São bem captados pela equipe os sons dos cantos gregorianos que o secretário tem o hábito de ouvir em seu gabinete quando recebe convidados, entre eles Aleluia. Segundo relatos de servidores da pasta, que preferem não se identificar, Porciuncula tem um comportamento obsessivo em relação à possibilidade de ser gravado, mandando subordinados checarem se há microfones escondidos antes de realizar reuniões.
Em sua sala, figuram o retrato oficial do presidente, uma reprodução da tela “A anunciação” (1472-1475), de Leonardo da Vinci, e uma miniatura da “Pietá” (1499), de Michelangelo, além de imagens de santos e anjos. Entre os livros, uma coletânea do teatro completo de Shakespeare, uma edição de “Dom Quixote”, e um exemplar de “Como a Igreja Católica construiu a civilização ocidental”, do historiador católico americano Thomas Woods.
Ativo nas redes sociais, Porciuncula gosta de fazer referência a pensadores conservadores e a citações bíblicas.
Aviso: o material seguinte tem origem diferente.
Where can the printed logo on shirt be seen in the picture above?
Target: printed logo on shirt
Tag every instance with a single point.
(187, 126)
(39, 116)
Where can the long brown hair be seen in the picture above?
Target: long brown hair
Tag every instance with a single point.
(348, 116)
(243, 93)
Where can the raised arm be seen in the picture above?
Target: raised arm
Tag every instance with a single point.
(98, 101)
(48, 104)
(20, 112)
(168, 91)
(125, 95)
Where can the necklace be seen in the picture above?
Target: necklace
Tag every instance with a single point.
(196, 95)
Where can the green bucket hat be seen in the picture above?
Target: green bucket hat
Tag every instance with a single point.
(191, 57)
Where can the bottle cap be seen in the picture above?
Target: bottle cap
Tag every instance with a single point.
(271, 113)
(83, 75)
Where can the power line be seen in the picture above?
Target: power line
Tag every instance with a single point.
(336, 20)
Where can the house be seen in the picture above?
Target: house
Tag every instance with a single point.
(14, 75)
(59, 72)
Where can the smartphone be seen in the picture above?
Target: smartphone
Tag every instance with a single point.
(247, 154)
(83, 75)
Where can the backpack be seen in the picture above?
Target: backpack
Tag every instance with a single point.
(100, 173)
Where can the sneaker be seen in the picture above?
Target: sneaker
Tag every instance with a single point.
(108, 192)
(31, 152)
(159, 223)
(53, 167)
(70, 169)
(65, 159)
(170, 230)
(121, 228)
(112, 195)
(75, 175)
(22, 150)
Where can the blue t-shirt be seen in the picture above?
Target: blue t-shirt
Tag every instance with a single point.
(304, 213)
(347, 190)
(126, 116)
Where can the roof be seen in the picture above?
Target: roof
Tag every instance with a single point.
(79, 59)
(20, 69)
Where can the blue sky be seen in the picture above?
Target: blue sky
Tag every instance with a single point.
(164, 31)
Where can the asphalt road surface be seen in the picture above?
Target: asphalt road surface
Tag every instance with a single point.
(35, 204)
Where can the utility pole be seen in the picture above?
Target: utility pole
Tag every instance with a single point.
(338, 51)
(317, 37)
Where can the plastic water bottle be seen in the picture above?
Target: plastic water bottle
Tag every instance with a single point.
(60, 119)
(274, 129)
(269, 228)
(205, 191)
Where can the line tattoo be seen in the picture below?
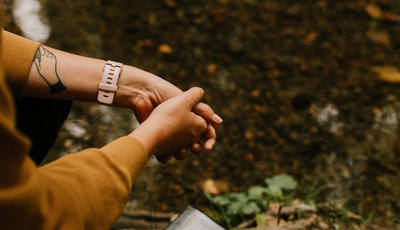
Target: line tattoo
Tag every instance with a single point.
(46, 65)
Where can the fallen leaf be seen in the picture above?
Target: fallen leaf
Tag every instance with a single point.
(388, 74)
(373, 11)
(310, 37)
(213, 187)
(390, 17)
(212, 68)
(352, 215)
(164, 49)
(380, 37)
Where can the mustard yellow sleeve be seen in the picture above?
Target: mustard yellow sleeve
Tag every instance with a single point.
(18, 54)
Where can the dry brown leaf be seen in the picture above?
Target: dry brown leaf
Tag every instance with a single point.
(373, 11)
(388, 73)
(164, 49)
(380, 37)
(213, 187)
(310, 38)
(212, 68)
(352, 215)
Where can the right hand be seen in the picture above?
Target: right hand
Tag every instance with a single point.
(143, 92)
(172, 125)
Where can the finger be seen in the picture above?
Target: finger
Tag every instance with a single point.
(192, 96)
(196, 148)
(210, 138)
(163, 159)
(181, 154)
(142, 109)
(207, 113)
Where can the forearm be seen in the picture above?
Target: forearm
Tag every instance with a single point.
(60, 75)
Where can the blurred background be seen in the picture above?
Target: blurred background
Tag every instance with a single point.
(306, 88)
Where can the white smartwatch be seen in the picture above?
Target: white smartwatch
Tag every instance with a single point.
(108, 85)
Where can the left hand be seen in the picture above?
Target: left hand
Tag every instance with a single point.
(143, 92)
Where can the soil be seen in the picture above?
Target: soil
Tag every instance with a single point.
(293, 80)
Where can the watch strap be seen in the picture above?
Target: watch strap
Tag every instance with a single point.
(108, 85)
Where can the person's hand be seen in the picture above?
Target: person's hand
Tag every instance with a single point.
(143, 92)
(172, 125)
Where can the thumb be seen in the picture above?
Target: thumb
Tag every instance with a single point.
(192, 96)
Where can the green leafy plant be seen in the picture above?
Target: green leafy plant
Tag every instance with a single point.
(234, 208)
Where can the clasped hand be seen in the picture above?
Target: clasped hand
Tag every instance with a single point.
(173, 126)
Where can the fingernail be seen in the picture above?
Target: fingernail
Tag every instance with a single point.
(217, 118)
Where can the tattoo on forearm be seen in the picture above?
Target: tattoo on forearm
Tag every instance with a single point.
(46, 65)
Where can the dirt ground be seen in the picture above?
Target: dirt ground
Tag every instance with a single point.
(298, 83)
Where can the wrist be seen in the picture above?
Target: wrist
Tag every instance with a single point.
(147, 137)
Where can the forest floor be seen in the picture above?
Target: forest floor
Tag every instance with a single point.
(306, 88)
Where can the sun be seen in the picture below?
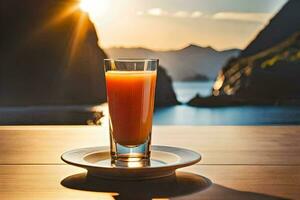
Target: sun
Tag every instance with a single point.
(95, 8)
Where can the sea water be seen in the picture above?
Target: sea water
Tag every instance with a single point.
(238, 115)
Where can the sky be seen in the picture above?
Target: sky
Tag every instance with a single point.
(174, 24)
Além de suas convicções políticas, defende a família e critica a “narrativa” construída contra a masculinidade (“Quando Hollywood nos informou que o novo 007 será uma mulher, muita gente ficou surpresa com o fato e achou que tudo se tratava apenas de uma ideia tola de um mau diretor ou roteirista. Não é! O caso não é um mero acidente, mas sim o resultado de uma ideologia muito bem planejada e orquestrada, que visa eliminar completamente o ethos masculino da imaginação popular ocidental”, tuitou recentemente).
Amizades
São boas as relações do “Capitão Cultura” com a família Bolsonaro. No dia 27 de junho, o deputado federal Eduardo Bolsonaro (PSL-SP) exibiu em seu canal do YouTube uma entrevista com Porciuncula. A amizade com o “03”, avalia um funcionário da pasta, poderia abrir espaço para cacifar uma futura candidatura do secretário na Bahia. No dia 14 de junho, Porciuncula e Frias viajaram para Luís Eduardo Magalhães (BA), onde se reuniram com Eduardo, Aleluia e o prefeito da cidade, Júnior Maraba (DEM). Na agenda oficial dos secretários constava a pauta “Apresentação da Feira Bahia Farm Show e retomada da Cultura pós-pandemia”. Previsto para maio de 2022, o evento é voltado a tecnologia agrícola e negócios. Questionada sobre a existência de projetos culturais relacionados à feira, a pasta não respondeu até a publicação da reportagem.
Neste momento, a nova frente de batalha de Porciuncula e Frias é a votação do Projeto de Lei Paulo Gustavo, que prevê o repasse de R$ 4,2 bilhões dos recursos já aprovados e não utilizados do Fundo Nacional de Cultura (FNC) a estados e municípios. Nas redes, a dupla vêm criticando o projeto, argumentando que ele pode destruir “a política pública nacional, de responsabilidade do governo federal”.